395 patients ont été admis durant l’étude, dont 391 ont eu des prescriptions de médicament. Quatre autre patients ont été exclus en raison de données manquantes. Pour les 387 patients restants 686 prescriptions ont été exclues car elles étaient pour des médicaments exclus. 2426 prescriptions ont été incluses, parmi celles-ci 723 (29,8%) étaient non arrondies ou non mesurables. L’analyse multivariée a montré que les facteurs liés au patient et au médicament prédisaient mieux le non-arrondissement que les facteurs liés au prescripteur; notamment avec un odds de dose non-arrondie diminuant de 4% pour chaque augmentation de 1 kg du poids du patient.
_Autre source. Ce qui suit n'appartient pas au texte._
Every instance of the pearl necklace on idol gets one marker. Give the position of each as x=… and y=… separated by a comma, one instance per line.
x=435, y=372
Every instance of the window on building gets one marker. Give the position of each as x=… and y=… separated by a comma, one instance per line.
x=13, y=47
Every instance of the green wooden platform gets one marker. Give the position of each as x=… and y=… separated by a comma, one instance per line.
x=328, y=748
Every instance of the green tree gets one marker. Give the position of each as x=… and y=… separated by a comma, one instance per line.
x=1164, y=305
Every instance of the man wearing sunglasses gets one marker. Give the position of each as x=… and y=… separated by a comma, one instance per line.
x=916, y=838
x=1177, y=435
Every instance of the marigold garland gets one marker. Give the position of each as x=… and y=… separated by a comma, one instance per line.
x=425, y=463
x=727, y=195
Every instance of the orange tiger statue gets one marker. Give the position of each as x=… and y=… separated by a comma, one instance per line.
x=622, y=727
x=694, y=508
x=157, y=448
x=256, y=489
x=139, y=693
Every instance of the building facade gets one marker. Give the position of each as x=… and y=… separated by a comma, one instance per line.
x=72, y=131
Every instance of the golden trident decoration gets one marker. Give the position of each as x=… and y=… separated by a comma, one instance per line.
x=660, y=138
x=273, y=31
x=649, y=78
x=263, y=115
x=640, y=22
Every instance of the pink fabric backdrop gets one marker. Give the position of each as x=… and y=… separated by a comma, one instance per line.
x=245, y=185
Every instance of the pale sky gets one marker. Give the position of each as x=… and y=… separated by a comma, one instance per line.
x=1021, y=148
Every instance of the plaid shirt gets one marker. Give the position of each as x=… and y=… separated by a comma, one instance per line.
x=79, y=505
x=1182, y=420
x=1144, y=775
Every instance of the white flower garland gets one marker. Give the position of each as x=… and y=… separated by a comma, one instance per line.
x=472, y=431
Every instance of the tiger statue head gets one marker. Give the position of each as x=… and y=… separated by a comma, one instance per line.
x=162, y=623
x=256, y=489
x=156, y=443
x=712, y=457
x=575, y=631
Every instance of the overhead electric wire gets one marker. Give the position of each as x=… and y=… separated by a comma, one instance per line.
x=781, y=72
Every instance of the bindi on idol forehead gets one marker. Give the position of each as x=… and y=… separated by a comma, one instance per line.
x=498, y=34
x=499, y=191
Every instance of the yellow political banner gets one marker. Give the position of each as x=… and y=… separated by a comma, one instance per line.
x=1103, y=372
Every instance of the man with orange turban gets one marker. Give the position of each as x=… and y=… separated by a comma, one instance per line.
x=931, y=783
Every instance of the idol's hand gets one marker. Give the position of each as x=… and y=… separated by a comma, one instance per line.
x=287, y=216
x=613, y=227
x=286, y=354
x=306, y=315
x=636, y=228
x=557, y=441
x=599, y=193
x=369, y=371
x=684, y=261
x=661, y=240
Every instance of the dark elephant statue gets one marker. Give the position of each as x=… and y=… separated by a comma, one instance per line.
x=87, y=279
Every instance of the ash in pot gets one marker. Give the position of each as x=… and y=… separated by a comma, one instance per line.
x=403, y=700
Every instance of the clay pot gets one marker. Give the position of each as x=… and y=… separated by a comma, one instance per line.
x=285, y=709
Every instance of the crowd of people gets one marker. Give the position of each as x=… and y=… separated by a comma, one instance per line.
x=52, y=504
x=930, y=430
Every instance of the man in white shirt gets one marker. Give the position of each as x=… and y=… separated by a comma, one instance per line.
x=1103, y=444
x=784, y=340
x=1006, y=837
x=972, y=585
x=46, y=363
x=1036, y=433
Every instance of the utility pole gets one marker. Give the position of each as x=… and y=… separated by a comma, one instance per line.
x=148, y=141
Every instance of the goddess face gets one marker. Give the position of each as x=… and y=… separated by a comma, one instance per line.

Les auteurs discutent des implications des doses non mesurables ou non arrondies, notamment le risque associé aux erreurs de mesure en raison de la mauvaise correspondance des volumes à mesurer aux unités de mesure des seringues. Des études ont rapporté l’utilisation de protocoles pour l’arrondissement des doses, dans certains cas pilotés par des pharmaciens. Il est aussi possible d’intégrer l’arrondissement des doses au logiciel de prescription électronique. Cette avenue m’apparaît intéressante car elle permet d’aviser le prescripteur directement au moment de la prescription que la dose indiquée est trop petite pour être mesurée ou qu’elle ne correspond pas aux unités de mesure des seringues. En pratique, avec la prescription papier où le volume correspondant à la dose prescrite est parfois inconnu du prescripteur lors de la prescription, il m’arrive fréquemment de voir des doses non mesurables (<0,02 mL mesurées dans une seringue graduée aux 0,01 mL) ou prescrites avec beaucoup trop de précision pour les outils disponibles. Citons en exemple l’énoxaparine, concentrée à 100 mg/mL mais souvent prescrite à des doses inférieures à 10 mg pour de très jeunes patients. Dans ce genre de cas, il est fréquent de voir des doses prescrites avec plusieurs chiffres après la virgule, alors que ce degré de précision n’est pas atteignable avec une seringue de 1 mL qui est graduée aux 0,01 mL (1 mg dans ce cas). Une étude s’est d’ailleurs penchée sur ce problème spécifiquement et a montré que l’arrondissement au mg est faisable et sécuritaire. De plus, on sait que la précision d’une seringue diminue rapidement lorsque le volume est faible; il est illusoire de prétendre que les doses administrées lorsqu’on s’approche du minimum mesurable sont précises. Dans ce genre de circonstances, les patients sont probablement exposés à des quantités très variables du médicament de dose en dose. L’alerte directe au prescripteur dans le logiciel de prescription me semble l’avenue à privilégier pour améliorer cette situation.